When isolating the freestyle stroke, remember that swimmers should be spending more time on their sides, not on their front. The key to mastering the freestyle stroke is in this long-axis rotation of the body. When introducing a new regiment of swimming drills, make sure to fully explain and demonstrate each drill in and out of the water. This will ensure that your team performs the drill correctly to maximize its usefulness and reduce the risk of injury.
One Arm at a Time
The first set of the freestyle drills are catch-up drills, which isolate one arm at a time to perfect the long stroke and body position. The catch-up freestyle stroke is swum just like regular freestyle except that one arm is always stationary and extended forward while the other arm performs the regular arm motion. Once the moving arm catches up with the stationary arm, they switch.

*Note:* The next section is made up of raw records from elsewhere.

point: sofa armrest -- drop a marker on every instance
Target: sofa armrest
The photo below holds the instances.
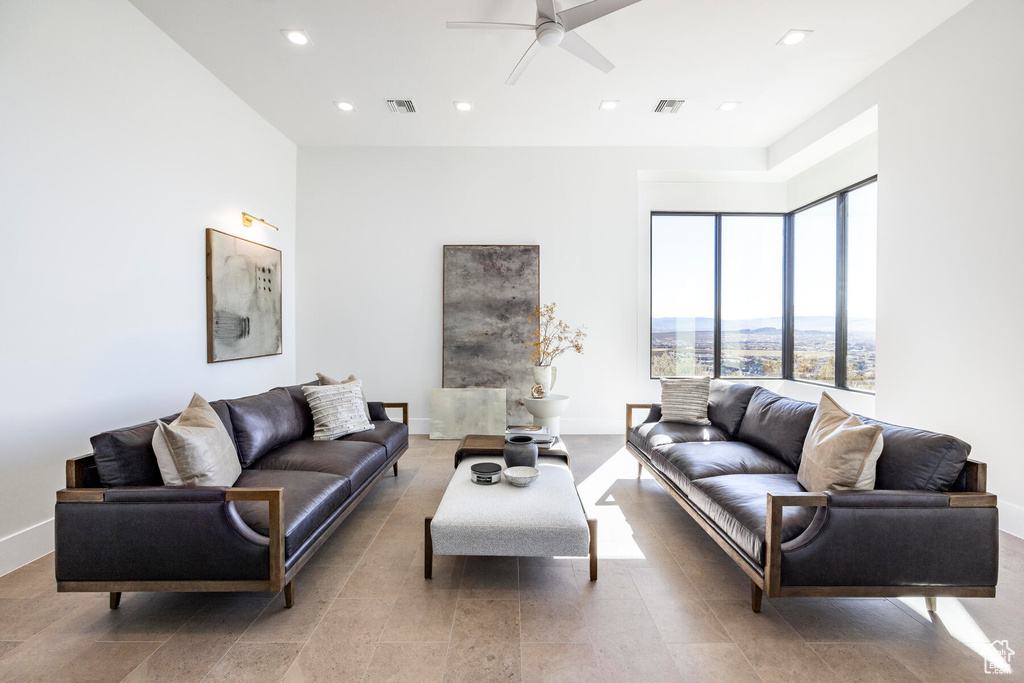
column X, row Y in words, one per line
column 885, row 538
column 629, row 415
column 378, row 411
column 166, row 534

Once swimmers have gotten the rhythm of the catch-up freestyle stroke, feel free to use one of these variations on the catch-up drill. First, there’s the ¾ catch-up, which is like the regular catch-up drill except that the stationary arms begins its course of movement when the moving arm is three-quarters of the way through its motion. This variation requires a great deal of co-ordination!
Next, have your swimmers try the catch-up drill with a floatation device, such as a kick board. The stationary hand holds the board and passes it between hands as they switch roles. Finally, there’s the fingertip drag variation on the catch-up drill which promotes high elbows during recovery. This drill is swum just like regular freestyle except that the fingertips never leave the water during any part of the stroke. Make sure swimmers notice the change in body positioning in order to accomplish this, especially keeping the elbows pointed up.
Getting Your Kicks on Lap 66
The next series of freestyle swimming drills are known as the 10/10 drills, which improve one’s body roll and head alignment. To begin, the left arm is extended fully forward and the right is extended backward, resting against the edge of the swimmer’s body. The swimmer is positioned with their right side up and their left side in the water. Their left ear should be resting on the left shoulder with their mouth slightly out of the water to necessitate breathing.
Once the swimmer is in the correct position, the drill can begin. Have the swimmer take 10 kicks then one stroke so that the body rolls into the same position but on the right side. Then take 10 more kicks and repeat. The 10/10 drill should feel just like the regular freestyle stroke but in slow motion.
After the swimmers have gotten the hang of the 10/10 drill, have them perform the drill in the same style but with the breathing rotation of regular freestyle stroke by rolling their heads to the side.